Corporate Lifecycles

Izak Adizes, in his 1988 book, Corporate Lifecycles, chronicles the life stages of the entrepreneurial organization as it travels from infancy to death. In each stage, Adizes describes what is required for the organization to move forward (to the next level). That management struggle in each stage has a striking correlation to each of the layers in Elliott’s model.

The Infant Organization

Infancy

Infancy

  • High level of risk (most startups fail in the first five years)
  • Negative cash flow (direct costs are usually higher in a startup and they never contemplate that customers want credit and pay late)
  • No management depth, (not really a problem, because there is no one to delegate to anyway)

For this struggling organization to survive, it has to focus on one very specific thing. Sales. It has to get its product or service established into the market. It has to prove its concept, that the market finds its product or service valuable.

Understand that, in the beginning, these sales don’t even have to be profitable. This is proof of concept and the entrepreneur is going to hang all the expenses on a credit card anyway.

From Infant to Go-Go

Go-Go

From Infant to Go-Go

  • Too Many Opportunities
  • Reactive Behavior
  • Overlapping Tasks
  • Gaps Between Tasks
  • Struggle to Delegate

If the organization survives, proves its concept in the market, it has the opportunity to grow. Yet it is still finding its way. Every corner turns on opportunity and the business model is not mature enough to realize its focus, or even the need for focus. The Go-Go organization sees everything as an opportunity. Their meager success fuels the bravado of invincibility. It is, as likely, they will venture into real estate as to enter the shoe business.
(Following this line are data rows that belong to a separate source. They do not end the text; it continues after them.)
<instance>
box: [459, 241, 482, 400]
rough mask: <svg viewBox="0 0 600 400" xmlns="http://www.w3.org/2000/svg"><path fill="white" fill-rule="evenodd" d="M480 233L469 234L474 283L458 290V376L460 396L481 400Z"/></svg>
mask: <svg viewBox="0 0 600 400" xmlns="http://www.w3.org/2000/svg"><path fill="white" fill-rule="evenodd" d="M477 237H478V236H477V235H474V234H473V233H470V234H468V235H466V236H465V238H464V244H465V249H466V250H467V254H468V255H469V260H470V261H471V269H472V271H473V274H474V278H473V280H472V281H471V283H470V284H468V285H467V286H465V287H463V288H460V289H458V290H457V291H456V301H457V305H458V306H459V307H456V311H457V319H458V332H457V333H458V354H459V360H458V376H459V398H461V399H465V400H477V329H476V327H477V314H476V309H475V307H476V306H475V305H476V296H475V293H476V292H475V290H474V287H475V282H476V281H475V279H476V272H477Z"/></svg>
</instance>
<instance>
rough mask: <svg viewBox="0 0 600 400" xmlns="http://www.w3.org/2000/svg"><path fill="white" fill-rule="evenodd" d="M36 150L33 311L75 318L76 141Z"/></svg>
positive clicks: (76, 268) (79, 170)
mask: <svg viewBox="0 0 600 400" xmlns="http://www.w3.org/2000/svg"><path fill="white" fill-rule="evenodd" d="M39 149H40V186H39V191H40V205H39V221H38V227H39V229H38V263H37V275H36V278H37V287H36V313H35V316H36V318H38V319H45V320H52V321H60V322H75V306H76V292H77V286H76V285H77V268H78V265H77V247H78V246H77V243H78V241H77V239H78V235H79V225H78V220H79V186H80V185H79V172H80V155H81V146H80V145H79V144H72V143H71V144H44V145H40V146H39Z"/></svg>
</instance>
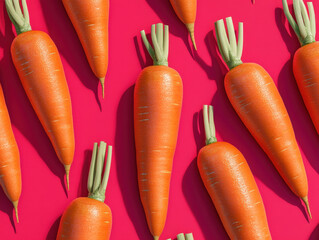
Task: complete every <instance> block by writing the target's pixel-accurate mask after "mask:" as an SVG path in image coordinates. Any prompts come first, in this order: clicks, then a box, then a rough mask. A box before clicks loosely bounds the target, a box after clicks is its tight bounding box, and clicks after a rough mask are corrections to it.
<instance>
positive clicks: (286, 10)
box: [282, 0, 319, 133]
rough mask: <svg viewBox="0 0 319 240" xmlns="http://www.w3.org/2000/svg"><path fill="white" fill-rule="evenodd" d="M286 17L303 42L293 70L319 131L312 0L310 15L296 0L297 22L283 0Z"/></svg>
mask: <svg viewBox="0 0 319 240" xmlns="http://www.w3.org/2000/svg"><path fill="white" fill-rule="evenodd" d="M282 3H283V7H284V12H285V14H286V17H287V19H288V21H289V23H290V25H291V27H292V28H293V29H294V31H295V33H296V35H297V36H298V39H299V41H300V44H301V48H299V49H298V50H297V51H296V53H295V56H294V60H293V72H294V75H295V79H296V81H297V84H298V87H299V91H300V93H301V95H302V98H303V101H304V103H305V105H306V107H307V110H308V112H309V114H310V117H311V119H312V122H313V124H314V125H315V127H316V130H317V132H318V133H319V65H318V58H319V42H316V40H315V37H316V19H315V11H314V8H313V5H312V2H308V10H309V17H308V13H307V9H306V6H305V4H304V2H303V1H302V0H294V11H295V16H296V20H297V23H296V22H295V20H294V19H293V17H292V16H291V14H290V11H289V8H288V4H287V0H283V1H282Z"/></svg>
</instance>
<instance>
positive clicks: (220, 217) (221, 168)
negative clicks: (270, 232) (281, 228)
mask: <svg viewBox="0 0 319 240" xmlns="http://www.w3.org/2000/svg"><path fill="white" fill-rule="evenodd" d="M197 161H198V169H199V172H200V175H201V177H202V180H203V182H204V185H205V187H206V189H207V191H208V193H209V195H210V197H211V199H212V201H213V203H214V205H215V207H216V210H217V212H218V215H219V217H220V219H221V221H222V223H223V225H224V227H225V230H226V232H227V233H228V235H229V237H230V239H236V240H257V239H258V240H267V239H271V236H270V232H269V228H268V223H267V217H266V212H265V209H264V204H263V200H262V198H261V196H260V193H259V190H258V187H257V185H256V182H255V179H254V177H253V175H252V173H251V171H250V168H249V166H248V164H247V162H246V160H245V158H244V156H243V155H242V154H241V152H240V151H239V150H238V149H237V148H235V147H234V146H233V145H231V144H229V143H226V142H215V143H212V144H209V145H207V146H205V147H203V148H202V149H201V150H200V152H199V155H198V159H197Z"/></svg>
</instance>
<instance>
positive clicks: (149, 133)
mask: <svg viewBox="0 0 319 240" xmlns="http://www.w3.org/2000/svg"><path fill="white" fill-rule="evenodd" d="M141 35H142V39H143V42H144V44H145V47H146V49H147V50H148V52H149V54H150V56H151V57H152V59H153V63H154V65H153V66H149V67H146V68H144V69H143V70H142V72H141V73H140V75H139V77H138V79H137V81H136V84H135V89H134V133H135V146H136V163H137V171H138V185H139V192H140V198H141V201H142V204H143V207H144V210H145V215H146V219H147V223H148V226H149V230H150V232H151V234H152V235H153V237H154V239H155V240H157V239H159V237H160V235H161V234H162V232H163V229H164V226H165V222H166V216H167V208H168V198H169V188H170V179H171V174H172V165H173V158H174V153H175V148H176V142H177V136H178V129H179V121H180V115H181V108H182V99H183V83H182V79H181V77H180V75H179V74H178V72H177V71H176V70H174V69H173V68H170V67H168V61H167V58H168V45H169V43H168V38H169V33H168V26H167V25H165V26H164V31H163V24H161V23H158V24H157V25H156V27H155V24H154V25H152V30H151V36H152V42H153V46H154V49H153V48H152V47H151V44H150V43H149V41H148V40H147V38H146V34H145V31H144V30H143V31H141Z"/></svg>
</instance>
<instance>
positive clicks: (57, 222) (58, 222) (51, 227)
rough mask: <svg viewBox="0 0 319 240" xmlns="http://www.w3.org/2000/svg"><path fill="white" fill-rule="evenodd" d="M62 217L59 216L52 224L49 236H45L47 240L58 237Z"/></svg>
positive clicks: (49, 230) (49, 232)
mask: <svg viewBox="0 0 319 240" xmlns="http://www.w3.org/2000/svg"><path fill="white" fill-rule="evenodd" d="M61 217H62V216H60V217H58V218H57V219H56V220H55V221H54V223H53V224H52V226H51V228H50V230H49V232H48V234H47V237H46V238H45V239H46V240H55V239H56V236H57V234H58V230H59V225H60V220H61Z"/></svg>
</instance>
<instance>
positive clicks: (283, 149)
mask: <svg viewBox="0 0 319 240" xmlns="http://www.w3.org/2000/svg"><path fill="white" fill-rule="evenodd" d="M226 23H227V29H228V37H227V34H226V29H225V25H224V21H223V20H222V19H221V20H219V21H217V22H216V23H215V29H216V38H217V43H218V48H219V51H220V53H221V56H222V58H223V59H224V61H225V62H226V64H227V66H228V68H229V72H228V73H227V74H226V76H225V82H224V85H225V90H226V93H227V96H228V99H229V101H230V102H231V104H232V106H233V108H234V109H235V111H236V112H237V114H238V116H239V117H240V119H241V120H242V122H243V123H244V125H245V126H246V128H247V129H248V130H249V132H250V133H251V134H252V136H253V137H254V138H255V139H256V141H257V142H258V144H259V145H260V147H261V148H262V149H263V150H264V152H265V153H266V154H267V155H268V157H269V158H270V160H271V161H272V163H273V164H274V166H275V168H276V169H277V171H278V172H279V174H280V175H281V177H282V178H283V180H284V181H285V182H286V184H287V185H288V186H289V188H290V189H291V190H292V192H293V193H295V195H297V196H298V197H300V198H301V199H302V201H303V202H304V203H305V205H306V208H307V211H308V214H309V217H310V218H311V213H310V208H309V203H308V180H307V175H306V171H305V167H304V164H303V160H302V157H301V153H300V150H299V147H298V144H297V141H296V138H295V133H294V130H293V127H292V124H291V121H290V118H289V115H288V112H287V110H286V107H285V105H284V102H283V100H282V98H281V96H280V94H279V92H278V89H277V87H276V85H275V83H274V81H273V79H272V78H271V76H270V75H269V74H268V73H267V72H266V70H265V69H264V68H262V67H261V66H260V65H258V64H255V63H243V62H242V61H241V56H242V51H243V23H239V28H238V44H237V43H236V35H235V31H234V26H233V22H232V18H231V17H229V18H226Z"/></svg>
As the entrepreneur, Mom and Pop are also faced with a deep struggle. Their fleeting fame and fortune has been built on an internal sense of performance standards. Mom and Pop live and breathe these standards, yet they are no longer doing the work. As more people are brought inside the organization, these standards must be clearly communicated and methods consistently trained.
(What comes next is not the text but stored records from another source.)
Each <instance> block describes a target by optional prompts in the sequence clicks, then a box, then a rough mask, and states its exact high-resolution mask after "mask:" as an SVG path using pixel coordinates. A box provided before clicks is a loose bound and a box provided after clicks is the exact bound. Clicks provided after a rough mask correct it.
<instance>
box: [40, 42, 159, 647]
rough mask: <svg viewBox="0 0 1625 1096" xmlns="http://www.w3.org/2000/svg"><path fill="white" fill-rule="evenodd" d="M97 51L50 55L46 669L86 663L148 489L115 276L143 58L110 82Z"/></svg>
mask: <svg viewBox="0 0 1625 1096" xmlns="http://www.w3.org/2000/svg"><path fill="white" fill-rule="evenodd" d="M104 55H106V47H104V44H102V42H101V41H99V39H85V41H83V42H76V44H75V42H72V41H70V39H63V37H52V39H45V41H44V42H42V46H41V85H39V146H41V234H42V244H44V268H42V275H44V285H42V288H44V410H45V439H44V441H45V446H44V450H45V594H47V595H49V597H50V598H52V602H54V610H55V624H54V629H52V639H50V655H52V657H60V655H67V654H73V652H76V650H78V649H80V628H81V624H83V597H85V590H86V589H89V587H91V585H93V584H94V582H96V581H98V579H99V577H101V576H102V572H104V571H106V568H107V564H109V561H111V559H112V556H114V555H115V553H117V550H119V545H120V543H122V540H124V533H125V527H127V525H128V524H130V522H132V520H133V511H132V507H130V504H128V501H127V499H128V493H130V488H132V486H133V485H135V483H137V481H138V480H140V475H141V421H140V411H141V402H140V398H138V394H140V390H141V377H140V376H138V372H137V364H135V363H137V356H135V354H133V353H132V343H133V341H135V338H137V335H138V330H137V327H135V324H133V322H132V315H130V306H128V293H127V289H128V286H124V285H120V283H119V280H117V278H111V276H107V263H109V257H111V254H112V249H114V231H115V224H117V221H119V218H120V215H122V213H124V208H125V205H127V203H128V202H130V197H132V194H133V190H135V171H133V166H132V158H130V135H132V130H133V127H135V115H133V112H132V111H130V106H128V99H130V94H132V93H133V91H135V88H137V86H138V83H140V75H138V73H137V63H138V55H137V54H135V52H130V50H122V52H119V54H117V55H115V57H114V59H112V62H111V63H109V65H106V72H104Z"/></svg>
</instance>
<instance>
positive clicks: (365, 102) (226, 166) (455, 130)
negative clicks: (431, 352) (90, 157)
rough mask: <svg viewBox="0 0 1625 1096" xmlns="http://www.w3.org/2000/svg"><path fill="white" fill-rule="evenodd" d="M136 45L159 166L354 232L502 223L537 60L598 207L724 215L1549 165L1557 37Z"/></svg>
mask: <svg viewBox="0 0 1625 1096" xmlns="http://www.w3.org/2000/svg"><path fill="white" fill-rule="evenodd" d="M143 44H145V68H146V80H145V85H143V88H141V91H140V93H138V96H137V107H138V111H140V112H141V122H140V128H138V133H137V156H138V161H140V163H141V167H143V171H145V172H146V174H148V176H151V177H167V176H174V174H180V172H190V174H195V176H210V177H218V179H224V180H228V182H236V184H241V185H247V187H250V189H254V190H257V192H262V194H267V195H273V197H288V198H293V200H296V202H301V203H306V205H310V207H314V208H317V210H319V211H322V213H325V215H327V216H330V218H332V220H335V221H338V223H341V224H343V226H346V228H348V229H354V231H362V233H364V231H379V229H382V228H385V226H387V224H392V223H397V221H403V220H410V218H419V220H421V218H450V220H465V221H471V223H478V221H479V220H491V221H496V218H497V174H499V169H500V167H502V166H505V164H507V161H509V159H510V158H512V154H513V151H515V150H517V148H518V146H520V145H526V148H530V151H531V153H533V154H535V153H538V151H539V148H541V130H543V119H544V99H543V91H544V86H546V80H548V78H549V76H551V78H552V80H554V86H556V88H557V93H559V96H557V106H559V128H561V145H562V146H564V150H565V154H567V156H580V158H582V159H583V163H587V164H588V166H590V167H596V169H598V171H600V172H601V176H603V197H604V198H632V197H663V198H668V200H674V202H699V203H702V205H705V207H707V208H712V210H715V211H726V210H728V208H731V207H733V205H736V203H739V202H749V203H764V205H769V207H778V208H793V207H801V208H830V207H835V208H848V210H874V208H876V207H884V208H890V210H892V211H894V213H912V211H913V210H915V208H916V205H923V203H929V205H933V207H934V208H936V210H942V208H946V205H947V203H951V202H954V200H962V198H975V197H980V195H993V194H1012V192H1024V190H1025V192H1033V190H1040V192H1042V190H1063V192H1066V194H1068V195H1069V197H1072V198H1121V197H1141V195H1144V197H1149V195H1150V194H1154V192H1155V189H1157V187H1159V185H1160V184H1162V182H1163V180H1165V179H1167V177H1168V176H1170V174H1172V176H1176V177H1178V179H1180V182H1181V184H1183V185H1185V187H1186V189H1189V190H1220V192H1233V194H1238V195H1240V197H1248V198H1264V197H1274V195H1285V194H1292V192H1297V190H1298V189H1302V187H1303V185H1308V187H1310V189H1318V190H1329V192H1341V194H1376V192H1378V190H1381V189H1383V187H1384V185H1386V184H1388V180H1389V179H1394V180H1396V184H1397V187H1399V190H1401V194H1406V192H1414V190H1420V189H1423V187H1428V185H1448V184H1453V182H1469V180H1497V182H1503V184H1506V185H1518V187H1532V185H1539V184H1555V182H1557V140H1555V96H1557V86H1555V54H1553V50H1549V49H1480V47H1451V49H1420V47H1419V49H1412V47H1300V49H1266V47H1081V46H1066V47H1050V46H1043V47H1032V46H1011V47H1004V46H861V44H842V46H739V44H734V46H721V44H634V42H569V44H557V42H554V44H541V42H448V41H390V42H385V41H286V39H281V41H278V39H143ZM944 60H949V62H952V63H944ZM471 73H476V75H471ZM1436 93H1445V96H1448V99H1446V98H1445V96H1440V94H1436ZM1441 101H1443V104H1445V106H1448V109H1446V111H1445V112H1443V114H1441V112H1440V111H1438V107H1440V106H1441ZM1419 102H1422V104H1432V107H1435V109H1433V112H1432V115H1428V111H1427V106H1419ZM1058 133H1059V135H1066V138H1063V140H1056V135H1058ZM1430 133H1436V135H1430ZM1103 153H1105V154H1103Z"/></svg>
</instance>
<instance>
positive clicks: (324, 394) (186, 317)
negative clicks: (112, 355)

This is a time of peril. The organization must do one specific thing to survive to the next level. They have to meticulously define and document their methods and processes.

From Go-Go to Adolescence

From Go-Go to Adolescence

From Go-Go to Adolescence

  • Shift to working smarter
  • Focus on profitability
  • Focus on efficiency
  • Focus on consistency

Adizes describes a dramatic shift at this stage. The game is no longer proof-of-concept. The game now turns to profitability. The seed money is long gone and the bank line of credit is creeping. To maintain its life force, the organization must focus on efficiency.

Discipline and accountability become the watchwords of the day. The organization that does it right, has taken its well-defined methods and processes and sequenced them into coherent and efficient systems.

It is systems that define profit margin. It is systems that allows the existence of price schedules or estimating methodologies. It is systems that drive predictability into the product or service.

From Adolescence to Prime

From Adolescence to Prime

From Adolescence to Prime

  • Departmental turf skirmishes
  • Alignment issues
  • Struggle to find and train managers

Management’s imperative is that each part of the company become efficient. This mandate for efficiency forces each department to focus internally. No waste, reduced scrap rates, high capacity utilization. With this focus on efficiency, we breed departmental turf wars, hidden agendas, politics and outright cat fights.

At the same time the company grows, not all of its members, management included, grow with it. Some people are left behind and there is a struggle to find and train new managers. Those managers who do rise to the occasion and move up to the plate, leave behind management voids that must also be filled.

For this organization to survive, it must do one very specific thing. It must integrate its systems together into a whole system.

From Prime to Stable

Simply Sustaining the Machine

From Prime to Stable

From Prime to Stable

At the top of Adizes’ Lifecycle curve is the Stable organization. Its largest difficulty is simply sustaining its success. When you are at the top, there is only one way to go.

Maintaining its position to remain viable in the market, is the Stable organization’s challenge. To maintain viability, it must constantly be looking forward, creating a clear and compelling vision of the future, relevant to its market.